What am I missing here? Can’t you make every electric guitar sound darker by bleeding off high frequency content from the signal?
I’ve seen some of the greatest guitar players in the world dial back a tone pot a little to reduce brightness. You haven’t offered any actual explanation of why “you can’t make a bright guitar darker” is even a little bit true.
Is it possible he was only referring to the unplugged sound of the guitar, where modifications might make a dark unplugged guitar sound brighter (e.g. stiffer, heavier bridge), but not vice versa?
He didn’t post here. You did. I asked you to support the claim you repeated, but you haven’t.
Are you sure he didn’t say the reverse? I’ve always found it a lot easier to take something out of a sound that’s originally there, than to add something in that wasn’t there in the first place.
Yeah, boosting something that isn’t there isn’t really ideal. I’d have assumed he meant the reverse, which is straightforward in comparison.
Well technically, with passive electronics, you can make a pickup brighter or darker. Either way, it’ll still be lower output than no tone change at all because of passive electronics.
This is probably true on stock telecasters; the tone capacitor choice is more about taming the high end attack of picking, not to make it warmer. However, using a 0.1uF cap (if my memory is correct) will change the characteristic of the tone pot, allowing for a “warmer” sounding pickup.
This is all just assuming passive electronics tone changes only. Once you get into active electronics (and more “techy” solutions like @Fossegrim mentioned with EQ curve matching in a DAW), you can make all kinds of drastic changes, bordering on “identical sounding” tones.

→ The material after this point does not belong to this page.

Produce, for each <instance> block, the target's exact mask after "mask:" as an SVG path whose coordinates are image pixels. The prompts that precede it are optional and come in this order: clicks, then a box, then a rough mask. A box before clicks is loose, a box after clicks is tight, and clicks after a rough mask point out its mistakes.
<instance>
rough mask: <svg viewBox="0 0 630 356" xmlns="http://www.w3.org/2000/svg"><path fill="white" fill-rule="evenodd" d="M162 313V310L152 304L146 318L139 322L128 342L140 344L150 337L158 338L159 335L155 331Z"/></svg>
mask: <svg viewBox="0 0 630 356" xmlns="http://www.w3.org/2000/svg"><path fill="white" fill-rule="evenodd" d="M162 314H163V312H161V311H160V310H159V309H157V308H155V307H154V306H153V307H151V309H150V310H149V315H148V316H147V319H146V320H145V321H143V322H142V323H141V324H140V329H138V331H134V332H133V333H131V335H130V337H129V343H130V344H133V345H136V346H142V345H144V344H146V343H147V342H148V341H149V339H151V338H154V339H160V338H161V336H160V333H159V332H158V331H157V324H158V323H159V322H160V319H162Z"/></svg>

…though, this is all a VERY long and technical discussion about something that may or may not be theoretically possible, but if you can get there simply by putting in a different set of pickups and get to a point where it’s plug and play, then that’s certainly easier.
That’s what id do, and what I have done with two of my guitars. There are many things you can do after the fact, in a DAW, using exciters on di’s and reamping, eq matching in a similar way to cab ir’s, simply using a good eq plugin etc etc etc.
So many possibilities. I’d rather just plug in my guitar and have it sound the way I want without having to do complex workarounds to allow me to play with these changes, as opposed to just changing the sound after recording.
I did a lot of pain in the ass editing, eq-ing before reamping etc etc when I was doing studio work. It’s a lot of work and wouldn’t be necessary with the right pickups in the first place.